Russia will fall far short of its goal to wrest billions of dollars in dividends from its biggest companies as the government runs up against their lobbying power, according to officials with knowledge of the matter.
Revenue from dividends next year will reach only about half of the 380bn roubles ($6.6bn) planned, two people said, speaking on condition of anonymity to discuss information that isn’t yet public. In 2017, the authorities expect to collect 250bn roubles less than anticipated.
The entrenched shortfall is intensifying pressure on the finance ministry to find a way to force state companies to distribute 50% of their profit under international accounting standards in dividends, without any more exceptions. The Audit Chamber, the state’s budget monitor, is arguing in favour of more flexibility and a differentiated approach. Equity investors, eager for the payouts, are watching the debate closely.
“It looks awful that in the course of the past two years, the government introduces a rule while drafting the budget and it isn’t being honoured,” Tatyana Golikova, the head of the Audit Chamber, said in an interview. “Without a new approach, the discussion won’t ever end.”
Gazprom, Transneft and Sberbank are among companies that will pay less in dividends than anticipated this year and next as they are able to discuss the size of payouts directly with President Vladimir Putin, according to the officials. Russia’s largest lender, Sberbank, makes payments to the central bank, its controlling shareholder, and not directly into the budget.
“Although a push for a 50% payout will probably remain, the likelihood of a 50% payout by the main companies seems to have declined considerably from earlier this year,” Vladimir Osakovskiy, an economist at Bank of America Corp in Moscow, said in a report.
At the moment, the law stipulates that state companies pay at least 25% of net income as dividends, without specifying the accounting standard. The situation has changed since that rule was introduced in 2006, according to Golikova.
“A new mechanism is needed for dividend payouts – their distribution and the procedure for making decisions,” she said.
While public finances have stabilised with a rebound in oil prices, squeezing bigger dividends out of state companies remains on the agenda as the Finance Ministry looks to balance the books by 2020. It sees the budget deficit narrowing to 1.3% of gross domestic product next year, almost a full percentage point less than initially planned.
Instead of introducing a flat rate, some minimum and maximum thresholds can be set, according to Golikova. The government, represented on boards of state companies, can continue to exercise control over the effectiveness of investments, she said.
“Companies will always be right,” said Golikova, whose prior roles included a top Finance Ministry post and advising Putin. But “financial authorities will also always be right, because they are addressing the issue of replenishing the budget.”
Gazprom paid out 20% of its 2016 profit under international standards this year, compared with 13% for Transneft and 25% for Sberbank.

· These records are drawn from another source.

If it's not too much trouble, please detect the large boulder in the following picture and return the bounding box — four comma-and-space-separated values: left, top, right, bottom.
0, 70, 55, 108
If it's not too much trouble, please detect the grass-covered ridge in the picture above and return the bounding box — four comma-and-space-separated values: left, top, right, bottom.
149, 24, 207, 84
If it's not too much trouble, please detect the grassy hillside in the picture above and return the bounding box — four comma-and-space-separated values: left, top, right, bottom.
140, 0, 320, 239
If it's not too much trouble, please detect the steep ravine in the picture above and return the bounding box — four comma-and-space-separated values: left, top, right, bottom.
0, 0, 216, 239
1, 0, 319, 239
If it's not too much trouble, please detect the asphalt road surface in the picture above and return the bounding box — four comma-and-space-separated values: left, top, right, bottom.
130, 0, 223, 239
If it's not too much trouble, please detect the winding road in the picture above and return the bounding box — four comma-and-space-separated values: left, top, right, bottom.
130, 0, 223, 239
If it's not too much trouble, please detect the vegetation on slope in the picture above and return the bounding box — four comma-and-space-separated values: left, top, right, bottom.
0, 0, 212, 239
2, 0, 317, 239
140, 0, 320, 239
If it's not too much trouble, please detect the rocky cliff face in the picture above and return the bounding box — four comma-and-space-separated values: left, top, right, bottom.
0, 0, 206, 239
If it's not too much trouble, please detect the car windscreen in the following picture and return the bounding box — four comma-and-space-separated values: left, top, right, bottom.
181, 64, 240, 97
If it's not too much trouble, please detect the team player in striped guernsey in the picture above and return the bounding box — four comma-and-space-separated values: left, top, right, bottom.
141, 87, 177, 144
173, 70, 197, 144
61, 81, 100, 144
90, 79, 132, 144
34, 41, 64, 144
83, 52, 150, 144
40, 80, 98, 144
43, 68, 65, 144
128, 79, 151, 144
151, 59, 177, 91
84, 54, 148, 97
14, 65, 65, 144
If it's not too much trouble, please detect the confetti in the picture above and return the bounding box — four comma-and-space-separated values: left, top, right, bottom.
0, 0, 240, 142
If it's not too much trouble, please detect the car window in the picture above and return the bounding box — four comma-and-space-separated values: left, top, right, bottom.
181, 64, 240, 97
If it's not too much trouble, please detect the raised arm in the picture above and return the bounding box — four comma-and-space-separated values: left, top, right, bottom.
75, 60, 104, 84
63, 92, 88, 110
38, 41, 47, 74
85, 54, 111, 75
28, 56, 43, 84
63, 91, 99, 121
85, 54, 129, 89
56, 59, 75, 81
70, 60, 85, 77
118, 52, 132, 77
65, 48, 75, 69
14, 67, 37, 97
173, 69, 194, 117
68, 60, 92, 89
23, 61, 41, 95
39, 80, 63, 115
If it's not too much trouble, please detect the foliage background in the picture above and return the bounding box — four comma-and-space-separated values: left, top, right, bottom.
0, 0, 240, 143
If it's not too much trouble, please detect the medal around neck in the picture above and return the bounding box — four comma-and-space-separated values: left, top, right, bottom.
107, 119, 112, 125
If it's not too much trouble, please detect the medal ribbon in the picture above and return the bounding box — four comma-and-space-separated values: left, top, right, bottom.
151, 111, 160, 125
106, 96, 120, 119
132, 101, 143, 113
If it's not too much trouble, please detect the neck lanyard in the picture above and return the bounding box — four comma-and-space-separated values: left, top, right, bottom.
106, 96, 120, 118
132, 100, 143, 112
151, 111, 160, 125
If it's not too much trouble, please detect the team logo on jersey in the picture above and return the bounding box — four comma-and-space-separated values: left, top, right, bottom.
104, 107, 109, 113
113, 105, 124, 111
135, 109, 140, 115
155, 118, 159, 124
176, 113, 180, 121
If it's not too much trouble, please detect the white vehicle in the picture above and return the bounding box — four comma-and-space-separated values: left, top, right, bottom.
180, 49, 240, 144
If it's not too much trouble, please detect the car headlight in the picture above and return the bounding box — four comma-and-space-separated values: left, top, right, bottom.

The government can find a consensus with Sberbank on its dividends, and it’s possible for the lender to distribute 50% of profit, finance minister Anton Siluanov said this month. Almost all state companies, excluding Gazprom and Transneft, are ready to meet the 50% requirement, Siluanov said, adding that he’s hopeful that the two energy companies will also gradually increase payouts.
Meanwhile, the Economy Ministry is working with the central bank on creating a mechanism for state-owned lenders to link dividends to their capital adequacy ratio. Golikova opposes that proposal, questioning why authorities would pump money into some state banks, pushing their capital above the minimum requirement, and then try to squeeze out dividends.
The mechanism is still being discussed, and the government is yet to decide on details of the approach, according to e-mailed comments from the economy ministry’s press service.